Taxonomic completenes, missingness in BOLD COI database

devonorourke · January 1, 2019, 7:52pm

This post is motivated by an earlier thread with the fantastic @Nicholas_Bokulich; in short, I was noticing that quite a few of my representative sequences were being assigned very incomplete taxonomies, and it was frustrating me to understand why so many contained only Order-level information instead of, say, including at least Family or Genus level info.

I work with arthropod COI data, and as far as I know, anyone trying to resolve what kind of insects are in a sample all use the same database: the Barcode of Life Database (BOLD). I've seen a few QIIME users (and plenty of others outside of QIIME) talk about using the (BOLD). There are even a few programs to mine this dataset programmatically - for example in R (ex. bold) and python (bold-identification).

I got to wondering just what was in there... and more to the point, what wasn't in there. Specifically, I wondered just how much taxonomic information was missing for a given sequence. In a perfect world, every sequence would have a complete taxonomic description from Kingdom through Species; we do not live in that perfect world. As you'll see in the plots below, I've come to realize the distribution of taxonomic completeness is not equal across the largest groups of arthropods...

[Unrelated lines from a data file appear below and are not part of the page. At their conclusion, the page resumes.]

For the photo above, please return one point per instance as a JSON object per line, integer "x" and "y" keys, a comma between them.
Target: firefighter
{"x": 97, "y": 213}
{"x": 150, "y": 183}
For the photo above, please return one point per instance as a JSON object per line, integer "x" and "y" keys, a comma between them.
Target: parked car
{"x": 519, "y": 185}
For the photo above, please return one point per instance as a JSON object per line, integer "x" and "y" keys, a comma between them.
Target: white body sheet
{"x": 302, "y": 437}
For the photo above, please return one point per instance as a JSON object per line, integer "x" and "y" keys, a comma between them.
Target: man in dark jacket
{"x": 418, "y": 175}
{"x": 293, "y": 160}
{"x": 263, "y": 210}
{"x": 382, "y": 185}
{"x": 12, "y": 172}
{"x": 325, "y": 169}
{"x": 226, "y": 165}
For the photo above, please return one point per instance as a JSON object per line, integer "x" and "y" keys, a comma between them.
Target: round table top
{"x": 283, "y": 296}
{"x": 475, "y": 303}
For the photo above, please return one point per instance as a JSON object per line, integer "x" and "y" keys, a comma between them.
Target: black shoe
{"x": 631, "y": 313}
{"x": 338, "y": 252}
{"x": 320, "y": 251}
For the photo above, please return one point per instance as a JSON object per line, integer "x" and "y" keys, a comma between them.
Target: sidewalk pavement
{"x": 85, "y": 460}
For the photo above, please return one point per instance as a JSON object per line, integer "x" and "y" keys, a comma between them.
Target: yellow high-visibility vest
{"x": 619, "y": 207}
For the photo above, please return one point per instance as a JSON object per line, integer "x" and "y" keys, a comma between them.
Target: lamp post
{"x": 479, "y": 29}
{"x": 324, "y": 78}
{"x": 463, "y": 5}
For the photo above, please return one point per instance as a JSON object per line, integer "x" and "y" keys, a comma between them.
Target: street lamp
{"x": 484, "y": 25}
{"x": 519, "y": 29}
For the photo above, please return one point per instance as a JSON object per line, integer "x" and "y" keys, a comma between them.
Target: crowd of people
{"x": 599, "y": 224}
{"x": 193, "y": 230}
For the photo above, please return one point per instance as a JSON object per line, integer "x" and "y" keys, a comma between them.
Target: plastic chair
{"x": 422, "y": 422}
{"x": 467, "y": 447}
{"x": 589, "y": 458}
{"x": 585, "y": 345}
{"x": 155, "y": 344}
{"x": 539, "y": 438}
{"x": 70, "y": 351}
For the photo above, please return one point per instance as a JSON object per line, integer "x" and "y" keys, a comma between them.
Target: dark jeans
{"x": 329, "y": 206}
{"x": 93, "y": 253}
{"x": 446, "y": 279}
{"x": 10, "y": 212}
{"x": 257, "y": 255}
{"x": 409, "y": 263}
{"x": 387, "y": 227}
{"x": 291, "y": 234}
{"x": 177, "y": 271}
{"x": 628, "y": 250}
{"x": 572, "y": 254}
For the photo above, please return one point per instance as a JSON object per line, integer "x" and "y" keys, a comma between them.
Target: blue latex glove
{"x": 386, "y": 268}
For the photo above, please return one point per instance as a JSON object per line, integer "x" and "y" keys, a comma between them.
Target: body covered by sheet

I decided to pull all arthropod records in BOLD that contained a geo description "United States": 161,714 sequences (with records) in all. I focused on the top 9 insect Orders (among all arthropods, the Insecta Class is vastly more represented than any other) and performed the following calculations:

For a given insect Order, how many times does a sequence record contain complete information: annotations including Order, Family, Genus, and Species.
Likewise, how many times does a record contain Order, Family, and Genus, but not species.
How many times does a record contain Order and Family, but not Genus and Species.
How many times does a record contain only Order information, but not Family, Genus, and Species

I was shocked to realize the extent with which a supposedly curated database contains sequence records with so little taxonomic information. These aren't bacteria - we don't have a culture-methods problem here... these are bugs. I would think entomologists submitting these types of data can do better than identifying a beetle from a moth...

It's actually easier to see the extent of these differences if you normalize the numbers relative to their respective Orders. This is the same plot, just expressing those 4 levels of taxonomic completeness as percentages:

This isn't a small sample size thing either - the smallest Order posted here (Ephemeroptera) has over 4800 unique sequence entries!

I then wondered if maybe somehow the taxa were being overrepresented due to the fact that BOLD mines their data from Genbank in addition to direct submissions (a seemingly dirty not so secret thing molecular ecologists are neglecting in their work). Maybe a bunch of entries among those poorly annotated Dipterans and Lepidopterans were a result of someone submitting multiple samples of the same specimen. This plot is not using dereplicated data - it's all sequence entries that match "United States" and "COI" in BOLD.

It turns out that if we dereplicated the data the relative proportions work out nearly identical (the absolute number of sequences shrinks a bit, but it doesn't look like there is any disproportionate number of redundant sequences by taxonomic Order).

So, long post to get to the point of the question:
Is there any sense in the microbial community among the ITS and 16S folks how their database representation looks like at relatively more inclusive groupings like Phyla or Class? Is that too broad a task?

Thanks for your comments

Nicholas_Bokulich · January 4, 2019, 8:08pm

Thank you for sharing @devonorourke ! I have not seen a formal assessment of 16S/ITS databases like this, but problems like this are common, though I believe to a much lesser degree. Sequences are incompletely annotated at all levels, but mostly just species and genus are missing (and in the case of greengenes this is intentional if that OTU maps to to multiple species/genera) — most sequences are annotated at phylum/class level, though there are some stragglers (e.g., SILVA and UNITE databases will have lots of stuff like "unknown fungus").

In my own work I have found that removing things like "unknown fungus" improves classification for ITS sequences (see here and here I think), so I suspect that a similar filter would help remove some rubbish here; I have not seem the same benefits for 16S databases, though (mostly because those missing annotations are predominantly at genus/species levels, so have less of a discombobulating effect on the classifiers).

Unfortunately issues like this are just part of the headaches with compiling, curating, and using sequence reference databases!